Fabio Pandolfi (born 23 May 2008) is an Italian professional footballer who plays as a midfielder for club Milan Futuro, the reserve team of club AC Milan. He is an Italian youth international.

==Club career==
He was born in Treviglio, Italy, and started playing football at a young age, joining the youth academy of AC Milan aged 5. On 20 July 2025, Pandolfi signed his first professional contract with AC Milan, after eleven seasons progressing through the youth ranks, being projected for their reserve team Milan Futuro.

He was promoted from the Primavera to Milan Futuro during the late second half of the 2025–26 season, along with Simone Lontani and Filippo Scotti.

On 8 February 2026, Pandolfi was called up with Milan Futuro during the 1–0 home loss Serie D match against Virtus CiseranoBergamo, as an unused substitute however. The following month, on 15 March, he was called-up again during a 1–0 away win Serie D match against Oltrepò, but did not play.

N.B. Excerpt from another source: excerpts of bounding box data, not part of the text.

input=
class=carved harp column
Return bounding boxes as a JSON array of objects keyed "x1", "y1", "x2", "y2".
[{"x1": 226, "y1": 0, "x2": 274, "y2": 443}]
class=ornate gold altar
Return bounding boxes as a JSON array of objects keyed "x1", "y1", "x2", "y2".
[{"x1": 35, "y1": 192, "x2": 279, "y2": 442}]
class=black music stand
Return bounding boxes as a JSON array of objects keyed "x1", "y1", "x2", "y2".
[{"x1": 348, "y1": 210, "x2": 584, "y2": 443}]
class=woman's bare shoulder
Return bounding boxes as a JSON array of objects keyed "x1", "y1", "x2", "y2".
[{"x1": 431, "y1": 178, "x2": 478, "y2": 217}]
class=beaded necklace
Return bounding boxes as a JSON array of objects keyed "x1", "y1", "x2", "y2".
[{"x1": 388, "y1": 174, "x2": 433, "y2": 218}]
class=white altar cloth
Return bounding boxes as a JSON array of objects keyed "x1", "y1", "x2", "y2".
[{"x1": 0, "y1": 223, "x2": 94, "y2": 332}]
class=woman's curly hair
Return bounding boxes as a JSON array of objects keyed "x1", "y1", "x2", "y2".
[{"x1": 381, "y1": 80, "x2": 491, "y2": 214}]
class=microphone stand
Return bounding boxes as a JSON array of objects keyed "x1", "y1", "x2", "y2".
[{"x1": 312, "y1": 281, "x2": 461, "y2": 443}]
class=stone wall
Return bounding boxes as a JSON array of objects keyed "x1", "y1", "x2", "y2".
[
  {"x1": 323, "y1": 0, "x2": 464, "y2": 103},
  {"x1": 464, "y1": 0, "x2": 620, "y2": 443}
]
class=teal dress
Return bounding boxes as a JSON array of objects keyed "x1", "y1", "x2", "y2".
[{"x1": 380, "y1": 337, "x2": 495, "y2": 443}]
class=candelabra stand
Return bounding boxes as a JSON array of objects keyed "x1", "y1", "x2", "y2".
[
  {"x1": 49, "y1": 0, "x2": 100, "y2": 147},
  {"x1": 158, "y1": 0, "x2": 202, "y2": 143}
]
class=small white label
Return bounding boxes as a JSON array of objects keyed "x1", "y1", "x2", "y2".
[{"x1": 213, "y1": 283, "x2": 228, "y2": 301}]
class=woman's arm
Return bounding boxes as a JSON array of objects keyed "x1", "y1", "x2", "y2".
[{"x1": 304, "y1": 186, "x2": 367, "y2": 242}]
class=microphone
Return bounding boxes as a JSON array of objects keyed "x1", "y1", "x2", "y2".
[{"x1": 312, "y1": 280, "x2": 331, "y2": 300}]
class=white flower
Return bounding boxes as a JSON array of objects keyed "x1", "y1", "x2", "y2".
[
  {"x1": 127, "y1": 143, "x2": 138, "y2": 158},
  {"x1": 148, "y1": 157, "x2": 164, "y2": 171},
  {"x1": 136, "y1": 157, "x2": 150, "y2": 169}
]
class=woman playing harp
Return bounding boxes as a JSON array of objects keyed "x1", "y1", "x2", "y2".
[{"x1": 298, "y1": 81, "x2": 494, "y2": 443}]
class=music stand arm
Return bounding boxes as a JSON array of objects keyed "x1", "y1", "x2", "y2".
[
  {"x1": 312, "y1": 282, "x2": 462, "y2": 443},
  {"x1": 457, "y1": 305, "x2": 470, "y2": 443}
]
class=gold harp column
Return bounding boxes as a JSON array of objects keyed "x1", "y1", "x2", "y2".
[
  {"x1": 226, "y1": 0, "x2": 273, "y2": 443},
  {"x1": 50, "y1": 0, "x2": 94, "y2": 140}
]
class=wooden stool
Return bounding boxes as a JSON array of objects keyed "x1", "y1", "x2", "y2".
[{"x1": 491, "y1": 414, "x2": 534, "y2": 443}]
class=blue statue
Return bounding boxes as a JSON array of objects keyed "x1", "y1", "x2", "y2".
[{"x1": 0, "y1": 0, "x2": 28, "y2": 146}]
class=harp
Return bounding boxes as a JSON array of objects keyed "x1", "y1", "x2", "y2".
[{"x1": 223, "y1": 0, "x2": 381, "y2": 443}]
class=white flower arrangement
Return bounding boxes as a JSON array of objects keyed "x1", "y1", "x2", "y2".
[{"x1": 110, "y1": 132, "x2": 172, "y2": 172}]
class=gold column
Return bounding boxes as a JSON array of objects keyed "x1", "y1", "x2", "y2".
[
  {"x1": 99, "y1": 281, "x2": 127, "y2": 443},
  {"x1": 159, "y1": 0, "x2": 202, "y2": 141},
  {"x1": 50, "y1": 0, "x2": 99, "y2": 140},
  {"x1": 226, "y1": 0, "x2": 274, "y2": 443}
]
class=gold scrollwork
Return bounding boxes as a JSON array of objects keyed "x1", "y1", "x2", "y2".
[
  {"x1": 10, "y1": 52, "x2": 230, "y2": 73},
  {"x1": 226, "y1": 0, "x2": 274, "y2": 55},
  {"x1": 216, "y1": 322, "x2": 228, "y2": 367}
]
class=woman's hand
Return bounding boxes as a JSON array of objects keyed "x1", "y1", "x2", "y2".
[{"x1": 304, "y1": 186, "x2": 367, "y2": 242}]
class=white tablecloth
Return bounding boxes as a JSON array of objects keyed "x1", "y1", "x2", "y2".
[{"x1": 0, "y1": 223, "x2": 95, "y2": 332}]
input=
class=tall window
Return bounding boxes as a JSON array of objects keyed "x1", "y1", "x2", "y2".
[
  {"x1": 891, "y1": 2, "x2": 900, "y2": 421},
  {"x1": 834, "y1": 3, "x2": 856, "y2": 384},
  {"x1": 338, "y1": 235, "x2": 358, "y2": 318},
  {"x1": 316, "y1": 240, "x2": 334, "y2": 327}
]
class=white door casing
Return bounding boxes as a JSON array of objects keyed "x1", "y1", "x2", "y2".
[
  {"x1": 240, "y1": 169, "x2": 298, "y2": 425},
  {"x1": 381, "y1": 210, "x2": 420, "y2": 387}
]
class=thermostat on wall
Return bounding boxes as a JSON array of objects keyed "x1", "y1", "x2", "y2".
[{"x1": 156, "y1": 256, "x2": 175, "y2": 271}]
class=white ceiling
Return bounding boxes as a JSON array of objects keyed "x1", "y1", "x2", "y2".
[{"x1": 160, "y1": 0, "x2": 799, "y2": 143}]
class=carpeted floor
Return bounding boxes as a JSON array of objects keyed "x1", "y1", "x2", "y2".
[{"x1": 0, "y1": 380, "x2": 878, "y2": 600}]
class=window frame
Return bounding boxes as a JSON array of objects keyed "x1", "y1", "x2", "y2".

On 2 September 2026, Pandolfi made his professional debut with Milan Futuro, starting and featuring full-time during the 2–1 away win Premier League International Cup group B match against the U21 squad of English Premier League club Everton. Four days later, he came off the bench for Milan Futuro, substituting Aurelien Guernier in the first half of a 4–3 home win Serie D match against Caldiero Terme on the league's opening match for the season, on September 6th. Fourteen days later, on September 20, Pandolfi scored his first professional goal, starting during a 2–1 away win Serie D match against Villa Valle, breaking the draw and scoring the second goal to secure Milan Futuro's win.

==International career==
He is an Italy youth international, having featured with the under-16, under-17 and under-18 teams.

With the U17 side finished in third place at the 2025 FIFA U-17 World Cup.

==Career statistics==

Appearances and goals by club, season and competition
| Club | Season | League |  |  | Cup |  | Continental |  | Other |  | Total |  |
| Division | Apps | Goals | Apps | Goals | Apps | Goals | Apps | Goals | Apps | Goals |
| Milan Futuro | 2025–26 | Serie D | 0 | 0 | — |  | — |  | — |  | 0 | 0 |
| 2026–27 | 3 | 1 | 0 | 0 | — |  | 1 | 0 | 4 | 1 |
| Total |  | 3 | 1 | 0 | 0 | — |  | 1 | 0 | 4 | 1 |
| Career total |  |  | 3 | 1 | 0 | 0 | 0 | 0 | 1 | 0 | 4 | 1 |

- Notes

==Style of play==
Pandolfi plays as a midfielder. In late 2025, Sportitalia editor-in-chief Michele Criscitiello wrote about him as a "Modrić-like midfielder who used to be an attacking midfielder and now they’ve moved him back to regista", and described him as "very strong player, extremely intelligent, a strong player in front of the defence".